Si è aperto oggi davanti alla Corte delle Assise correzionali presieduta dal giudice Mauro Ermani il processo al 52enne camionista che il 26 luglio 2016 sull'A2 a Quinto travolse e uccise una famiglia tedesca - mamma, papà e le figlie di 8 e 12 anni - che rientravano dalle vacanze (vedi articoli suggeriti).

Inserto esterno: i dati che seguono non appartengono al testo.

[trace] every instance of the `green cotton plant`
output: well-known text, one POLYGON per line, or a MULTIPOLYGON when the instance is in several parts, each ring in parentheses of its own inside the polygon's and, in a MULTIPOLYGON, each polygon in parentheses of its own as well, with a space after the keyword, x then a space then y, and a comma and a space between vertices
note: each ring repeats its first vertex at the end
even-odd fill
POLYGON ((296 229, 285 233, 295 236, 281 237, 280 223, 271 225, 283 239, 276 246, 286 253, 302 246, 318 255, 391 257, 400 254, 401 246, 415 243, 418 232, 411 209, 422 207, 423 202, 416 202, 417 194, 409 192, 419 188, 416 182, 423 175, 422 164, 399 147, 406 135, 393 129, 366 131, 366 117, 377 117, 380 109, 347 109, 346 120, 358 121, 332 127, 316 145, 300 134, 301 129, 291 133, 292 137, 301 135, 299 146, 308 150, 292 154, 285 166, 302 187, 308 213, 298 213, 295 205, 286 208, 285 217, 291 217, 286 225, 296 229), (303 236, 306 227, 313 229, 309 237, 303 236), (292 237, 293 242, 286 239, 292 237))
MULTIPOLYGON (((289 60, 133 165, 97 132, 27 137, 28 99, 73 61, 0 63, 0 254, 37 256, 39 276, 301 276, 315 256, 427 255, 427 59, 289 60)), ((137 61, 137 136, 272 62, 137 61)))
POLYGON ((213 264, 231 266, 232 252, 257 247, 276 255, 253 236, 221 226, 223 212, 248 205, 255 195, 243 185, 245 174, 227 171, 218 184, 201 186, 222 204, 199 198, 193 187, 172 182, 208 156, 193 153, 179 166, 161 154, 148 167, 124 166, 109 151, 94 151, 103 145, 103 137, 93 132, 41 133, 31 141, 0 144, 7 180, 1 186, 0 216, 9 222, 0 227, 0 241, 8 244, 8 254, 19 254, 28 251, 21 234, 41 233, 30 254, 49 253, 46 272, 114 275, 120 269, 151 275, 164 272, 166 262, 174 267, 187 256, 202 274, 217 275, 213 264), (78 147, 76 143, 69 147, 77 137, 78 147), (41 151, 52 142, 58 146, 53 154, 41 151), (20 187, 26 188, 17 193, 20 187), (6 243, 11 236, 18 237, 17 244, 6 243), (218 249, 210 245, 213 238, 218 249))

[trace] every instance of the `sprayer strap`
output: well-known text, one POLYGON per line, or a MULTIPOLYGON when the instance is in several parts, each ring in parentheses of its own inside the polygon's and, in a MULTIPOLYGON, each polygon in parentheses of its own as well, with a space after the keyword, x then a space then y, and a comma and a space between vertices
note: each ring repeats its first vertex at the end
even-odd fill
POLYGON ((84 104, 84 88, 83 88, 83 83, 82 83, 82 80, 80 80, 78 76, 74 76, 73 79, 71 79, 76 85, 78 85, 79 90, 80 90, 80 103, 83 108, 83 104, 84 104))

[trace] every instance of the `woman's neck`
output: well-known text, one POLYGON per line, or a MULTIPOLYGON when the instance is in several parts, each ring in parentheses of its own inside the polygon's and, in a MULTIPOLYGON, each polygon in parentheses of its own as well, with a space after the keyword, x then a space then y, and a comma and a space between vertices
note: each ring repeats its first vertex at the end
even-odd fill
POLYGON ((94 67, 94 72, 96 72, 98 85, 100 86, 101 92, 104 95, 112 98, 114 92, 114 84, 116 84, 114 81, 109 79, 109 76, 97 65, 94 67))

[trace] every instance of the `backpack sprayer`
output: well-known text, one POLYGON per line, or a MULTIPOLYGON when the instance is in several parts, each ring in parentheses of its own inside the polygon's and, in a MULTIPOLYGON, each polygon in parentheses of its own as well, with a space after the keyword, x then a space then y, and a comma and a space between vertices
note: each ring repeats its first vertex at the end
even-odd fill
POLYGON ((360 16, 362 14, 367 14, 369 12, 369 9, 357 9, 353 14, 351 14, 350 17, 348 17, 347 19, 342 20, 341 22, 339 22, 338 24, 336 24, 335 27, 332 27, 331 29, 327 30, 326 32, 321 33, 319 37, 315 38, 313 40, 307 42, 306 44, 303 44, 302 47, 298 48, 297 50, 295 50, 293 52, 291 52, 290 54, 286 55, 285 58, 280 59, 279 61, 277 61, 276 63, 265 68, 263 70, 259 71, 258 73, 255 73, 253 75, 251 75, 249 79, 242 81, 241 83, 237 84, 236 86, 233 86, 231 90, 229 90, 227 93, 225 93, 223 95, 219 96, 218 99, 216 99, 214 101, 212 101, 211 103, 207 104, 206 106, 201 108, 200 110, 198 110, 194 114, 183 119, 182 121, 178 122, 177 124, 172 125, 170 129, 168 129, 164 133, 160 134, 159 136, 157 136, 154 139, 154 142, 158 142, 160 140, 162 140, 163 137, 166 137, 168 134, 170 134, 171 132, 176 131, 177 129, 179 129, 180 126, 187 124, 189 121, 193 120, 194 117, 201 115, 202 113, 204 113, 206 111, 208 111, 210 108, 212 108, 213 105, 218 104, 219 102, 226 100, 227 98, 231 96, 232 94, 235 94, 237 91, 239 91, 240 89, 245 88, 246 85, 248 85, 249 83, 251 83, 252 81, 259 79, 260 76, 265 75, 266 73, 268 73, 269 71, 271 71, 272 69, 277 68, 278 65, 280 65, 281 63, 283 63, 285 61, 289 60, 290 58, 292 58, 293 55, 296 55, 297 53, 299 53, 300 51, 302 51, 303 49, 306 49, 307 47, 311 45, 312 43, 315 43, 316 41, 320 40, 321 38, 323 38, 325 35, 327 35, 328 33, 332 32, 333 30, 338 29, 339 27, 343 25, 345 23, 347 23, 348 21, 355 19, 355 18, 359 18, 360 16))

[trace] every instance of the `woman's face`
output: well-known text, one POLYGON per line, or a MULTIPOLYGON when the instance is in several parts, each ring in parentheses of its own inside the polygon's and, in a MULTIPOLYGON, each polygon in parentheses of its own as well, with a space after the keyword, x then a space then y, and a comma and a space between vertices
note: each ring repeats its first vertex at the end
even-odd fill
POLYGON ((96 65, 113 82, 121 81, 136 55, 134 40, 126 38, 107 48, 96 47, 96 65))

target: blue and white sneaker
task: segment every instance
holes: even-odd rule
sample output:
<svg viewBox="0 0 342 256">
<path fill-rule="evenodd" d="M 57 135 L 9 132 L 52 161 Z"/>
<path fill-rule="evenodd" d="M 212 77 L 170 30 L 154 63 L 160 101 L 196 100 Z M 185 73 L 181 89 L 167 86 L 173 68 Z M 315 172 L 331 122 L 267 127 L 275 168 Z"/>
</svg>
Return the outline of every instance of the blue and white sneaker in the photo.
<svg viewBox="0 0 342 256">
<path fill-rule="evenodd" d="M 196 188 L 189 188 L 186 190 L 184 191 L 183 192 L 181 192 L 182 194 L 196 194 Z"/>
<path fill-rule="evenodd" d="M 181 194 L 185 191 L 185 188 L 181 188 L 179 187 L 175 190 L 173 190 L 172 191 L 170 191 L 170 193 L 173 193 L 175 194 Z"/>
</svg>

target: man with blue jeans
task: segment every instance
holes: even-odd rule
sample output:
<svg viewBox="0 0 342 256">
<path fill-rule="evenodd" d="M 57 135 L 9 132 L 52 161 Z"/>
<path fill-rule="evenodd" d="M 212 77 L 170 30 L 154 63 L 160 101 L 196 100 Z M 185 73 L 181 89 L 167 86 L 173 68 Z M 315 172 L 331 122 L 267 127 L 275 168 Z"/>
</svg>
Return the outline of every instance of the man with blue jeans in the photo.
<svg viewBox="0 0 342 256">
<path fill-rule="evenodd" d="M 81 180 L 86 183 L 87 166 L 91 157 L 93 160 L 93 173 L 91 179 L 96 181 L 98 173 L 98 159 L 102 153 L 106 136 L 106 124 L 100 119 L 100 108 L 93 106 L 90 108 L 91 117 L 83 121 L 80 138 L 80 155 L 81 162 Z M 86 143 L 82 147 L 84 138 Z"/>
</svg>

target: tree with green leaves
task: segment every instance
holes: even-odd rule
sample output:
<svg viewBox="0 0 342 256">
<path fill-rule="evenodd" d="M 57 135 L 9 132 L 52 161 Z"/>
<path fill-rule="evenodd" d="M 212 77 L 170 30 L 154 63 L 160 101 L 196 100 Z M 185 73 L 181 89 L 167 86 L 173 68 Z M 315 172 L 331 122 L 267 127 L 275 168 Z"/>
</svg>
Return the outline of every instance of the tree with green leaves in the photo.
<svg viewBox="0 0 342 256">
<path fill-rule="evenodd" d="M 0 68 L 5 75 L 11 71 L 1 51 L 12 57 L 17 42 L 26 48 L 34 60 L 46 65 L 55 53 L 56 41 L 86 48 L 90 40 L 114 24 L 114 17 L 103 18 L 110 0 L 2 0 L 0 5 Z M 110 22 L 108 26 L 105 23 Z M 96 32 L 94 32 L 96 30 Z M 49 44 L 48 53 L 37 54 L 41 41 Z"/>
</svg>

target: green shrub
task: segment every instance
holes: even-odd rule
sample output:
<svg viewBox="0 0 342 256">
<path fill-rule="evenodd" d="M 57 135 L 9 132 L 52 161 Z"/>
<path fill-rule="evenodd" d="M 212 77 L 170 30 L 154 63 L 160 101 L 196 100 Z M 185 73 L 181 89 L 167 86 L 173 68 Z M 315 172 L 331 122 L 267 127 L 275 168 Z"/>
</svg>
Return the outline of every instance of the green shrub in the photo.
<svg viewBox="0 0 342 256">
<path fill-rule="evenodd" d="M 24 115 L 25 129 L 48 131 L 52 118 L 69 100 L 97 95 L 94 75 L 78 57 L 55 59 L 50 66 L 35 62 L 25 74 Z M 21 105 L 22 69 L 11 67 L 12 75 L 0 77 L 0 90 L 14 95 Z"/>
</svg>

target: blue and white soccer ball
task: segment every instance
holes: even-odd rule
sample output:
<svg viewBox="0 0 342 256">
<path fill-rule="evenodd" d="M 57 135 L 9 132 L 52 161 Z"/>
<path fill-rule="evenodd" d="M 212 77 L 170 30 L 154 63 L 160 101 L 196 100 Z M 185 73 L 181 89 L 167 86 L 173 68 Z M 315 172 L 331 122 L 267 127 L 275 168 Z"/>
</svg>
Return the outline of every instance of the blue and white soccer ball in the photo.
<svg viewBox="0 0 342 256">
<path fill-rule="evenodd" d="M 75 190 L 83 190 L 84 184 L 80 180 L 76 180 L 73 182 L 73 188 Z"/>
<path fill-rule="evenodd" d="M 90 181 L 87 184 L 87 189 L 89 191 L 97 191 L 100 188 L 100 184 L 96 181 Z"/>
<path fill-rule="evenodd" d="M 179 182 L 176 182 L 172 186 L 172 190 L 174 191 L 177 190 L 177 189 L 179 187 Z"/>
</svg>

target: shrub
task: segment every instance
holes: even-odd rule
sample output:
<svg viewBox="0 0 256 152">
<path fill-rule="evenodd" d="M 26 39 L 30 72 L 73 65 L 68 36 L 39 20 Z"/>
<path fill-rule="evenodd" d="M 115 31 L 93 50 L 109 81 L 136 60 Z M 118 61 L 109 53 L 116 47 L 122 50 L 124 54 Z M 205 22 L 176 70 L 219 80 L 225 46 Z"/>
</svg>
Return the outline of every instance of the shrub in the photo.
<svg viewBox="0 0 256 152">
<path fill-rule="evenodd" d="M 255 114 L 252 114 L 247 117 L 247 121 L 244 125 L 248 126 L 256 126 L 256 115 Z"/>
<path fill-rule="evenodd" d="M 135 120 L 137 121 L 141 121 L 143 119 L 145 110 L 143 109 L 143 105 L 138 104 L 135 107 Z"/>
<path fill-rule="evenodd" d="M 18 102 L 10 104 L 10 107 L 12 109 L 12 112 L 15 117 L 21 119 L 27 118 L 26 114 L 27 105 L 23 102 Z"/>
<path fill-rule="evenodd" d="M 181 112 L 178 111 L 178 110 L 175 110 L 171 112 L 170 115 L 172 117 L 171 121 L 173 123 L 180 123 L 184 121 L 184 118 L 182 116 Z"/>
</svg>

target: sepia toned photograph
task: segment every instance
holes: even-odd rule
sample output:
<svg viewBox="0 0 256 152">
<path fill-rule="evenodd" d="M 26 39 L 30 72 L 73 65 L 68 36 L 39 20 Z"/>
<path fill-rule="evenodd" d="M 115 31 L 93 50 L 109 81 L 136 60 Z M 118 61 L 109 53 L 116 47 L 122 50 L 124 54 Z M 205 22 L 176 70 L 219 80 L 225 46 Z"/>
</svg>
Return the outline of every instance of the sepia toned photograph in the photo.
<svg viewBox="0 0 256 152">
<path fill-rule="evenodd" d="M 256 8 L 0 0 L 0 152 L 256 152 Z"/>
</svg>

L'uomo, un cittadino italo-romeno residente a Padova, è costretto sulla sedia a rotelle per le conseguenze del terribile schianto e deve rispondere dell’accusa di omicidio colposo plurimo, promossa dal pp Arturo Garzoni. Una perizia medica prodotta dalla difesa e confermata dal Centro del sonno dell'Ospedale Regionale di Lugano ha determinato che l’uomo è affetto da una sindrome delle apnee ostruttive del sonno di grave entità di cui non era a conoscenza prima della tragedia. In aula, alla presenza dei parenti delle vittime, ha ribadito di non ricordare nulla.
Il pp ha confermato l'atto di accusa e ha chiesto una pena detentiva di 20 mesi sospesi per due anni mentre la difesa, rappresentata dall'avvocato Stefano Genetelli, ha chiesto l'assoluzione da tutti i capi d'imputazione. La sentenza è attesa nel pomeriggio.